Now, do I believe that such a thing exists?  As much as I do believe in “once saved, always saved”.  As I have come to understand it over the years, Hell is something that God has to allow.  Hell is for those who not only turn away from Him: Hell is for those who absolutely refuse to acknowledge Him.  Because if they can not stand to be in the presence of God, then being in His presence for eternity would be an even greater torment.  It is something that they could not possibly tolerate.  Heaven would become just like Hell if such a thing were possible.  What is Hell?  It’s the absence of the presence of God more than anything else.

Are our reasons to turn to God because we long to be in His presence, or because we fear the absence of Him?

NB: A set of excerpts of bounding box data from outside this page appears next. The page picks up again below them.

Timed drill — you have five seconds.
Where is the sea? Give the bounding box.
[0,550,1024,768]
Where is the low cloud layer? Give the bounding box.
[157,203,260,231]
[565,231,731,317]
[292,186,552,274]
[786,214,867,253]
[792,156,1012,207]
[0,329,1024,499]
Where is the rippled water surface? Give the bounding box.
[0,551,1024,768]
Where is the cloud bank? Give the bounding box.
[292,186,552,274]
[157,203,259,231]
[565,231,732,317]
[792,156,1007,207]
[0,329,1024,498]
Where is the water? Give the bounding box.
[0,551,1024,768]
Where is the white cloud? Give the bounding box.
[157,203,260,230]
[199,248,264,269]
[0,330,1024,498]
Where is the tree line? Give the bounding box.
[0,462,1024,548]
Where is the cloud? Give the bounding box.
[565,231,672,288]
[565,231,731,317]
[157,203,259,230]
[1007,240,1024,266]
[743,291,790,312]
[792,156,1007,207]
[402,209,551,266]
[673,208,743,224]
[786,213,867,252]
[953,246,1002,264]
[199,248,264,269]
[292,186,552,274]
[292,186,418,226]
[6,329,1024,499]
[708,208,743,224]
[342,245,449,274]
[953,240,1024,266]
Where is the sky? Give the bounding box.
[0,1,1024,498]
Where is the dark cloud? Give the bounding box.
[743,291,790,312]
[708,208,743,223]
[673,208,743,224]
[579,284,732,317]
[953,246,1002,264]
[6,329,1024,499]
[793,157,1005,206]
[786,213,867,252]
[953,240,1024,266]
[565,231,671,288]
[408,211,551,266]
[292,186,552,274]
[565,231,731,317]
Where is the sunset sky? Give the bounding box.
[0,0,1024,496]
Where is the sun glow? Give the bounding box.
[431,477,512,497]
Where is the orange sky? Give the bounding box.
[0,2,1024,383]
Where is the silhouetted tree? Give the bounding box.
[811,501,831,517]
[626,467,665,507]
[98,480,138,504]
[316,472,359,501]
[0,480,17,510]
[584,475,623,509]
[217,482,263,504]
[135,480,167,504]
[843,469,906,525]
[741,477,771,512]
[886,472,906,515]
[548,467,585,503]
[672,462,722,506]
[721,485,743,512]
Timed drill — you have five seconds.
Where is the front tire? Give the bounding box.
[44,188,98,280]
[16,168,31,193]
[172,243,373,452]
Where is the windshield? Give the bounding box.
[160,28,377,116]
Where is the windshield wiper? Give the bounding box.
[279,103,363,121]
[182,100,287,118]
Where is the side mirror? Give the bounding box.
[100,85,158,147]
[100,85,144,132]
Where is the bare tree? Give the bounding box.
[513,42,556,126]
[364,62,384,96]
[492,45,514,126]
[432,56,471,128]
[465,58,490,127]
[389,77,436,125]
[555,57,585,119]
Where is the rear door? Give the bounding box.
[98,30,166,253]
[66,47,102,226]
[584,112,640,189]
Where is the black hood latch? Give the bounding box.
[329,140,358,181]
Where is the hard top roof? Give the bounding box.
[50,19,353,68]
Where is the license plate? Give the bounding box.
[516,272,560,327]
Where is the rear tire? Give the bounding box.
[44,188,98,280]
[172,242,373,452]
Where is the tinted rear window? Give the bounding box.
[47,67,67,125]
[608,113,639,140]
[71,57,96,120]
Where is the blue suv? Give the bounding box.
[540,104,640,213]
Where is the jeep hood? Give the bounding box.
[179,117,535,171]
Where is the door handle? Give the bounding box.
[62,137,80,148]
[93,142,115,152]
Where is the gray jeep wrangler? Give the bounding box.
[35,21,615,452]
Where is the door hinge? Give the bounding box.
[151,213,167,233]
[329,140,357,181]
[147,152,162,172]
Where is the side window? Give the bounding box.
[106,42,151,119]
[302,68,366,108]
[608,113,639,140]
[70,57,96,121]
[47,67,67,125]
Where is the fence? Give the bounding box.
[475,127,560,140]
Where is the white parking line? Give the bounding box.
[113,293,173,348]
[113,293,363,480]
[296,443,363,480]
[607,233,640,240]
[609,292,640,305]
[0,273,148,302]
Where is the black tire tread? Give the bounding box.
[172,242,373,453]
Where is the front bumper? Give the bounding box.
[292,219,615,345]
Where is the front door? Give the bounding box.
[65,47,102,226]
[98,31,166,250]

There is a difference between the two, I believe.  One is based in love.  The other is borne out of fear.  The two are for all intents and purposes incompatible with each other.

So what does it say about us as followers of Christ when we need stunts derived from fear?  How is it that horror has supplanted love and tenderness in drawing others to God?

The NIV version tells us that “For the Spirit God gave us does not make us timid, but gives us power, love, and self-discipline.” (2nd Timothy 1:7).  The KJV version might say it even better: “For God hath not given us a spirit of fear…”

Think about that.  The word of God instructs that we are not given over to be driven by fear, because He who is within us has conquered fear.  The Spirit within us has overcome the fearfulness of these fallen circles of the world.  We are meant to be beyond the realm of this fallen realm and the horrors that are too much a part of it.

So why is it that we are sometimes determined to drag some people back into that horror?  And for an admission fee at that?

1st John 4:18 is even more explicit: “There is no fear in love. But perfect love drives out fear, because fear has to do with punishment. The one who fears is not made perfect in love.”

We are called to be bearers of the Spirit.  Not procurers of terror.

How is it that Christians are using fear as a tactic for winning others to Christ?

And does that, or does it not, speak of our failure as Christians that we have to resort to such things?  Particularly when we are told that this isn’t the way we are supposed to  be.

It’s like this: followers of Christ don’t need gimmicks like hell houses.  When we do so, we diminish the light within us.  We are shying away from showing forth the new nature that we are meant to show forth to the world around us.  We replace that light with darkness.  We are in effect admitting that darkness is stronger than light.

We aren’t supposed to be like this.  We shouldn’t need depictions of damnation to encourage others to seek after Him.  I believe that Christ is reality… and that should be more than enough.  Christ suffices.  Fear does not and never will, and is never meant to be a substitute for love.

As I said, I don’t doubt the intentions of those who organize judgment houses, hell houses, whatever.  They mean well.  But there is supposed to be something infinitely more powerful than terror that will draw people toward God.

And it doesn’t charge ten bucks and change, either.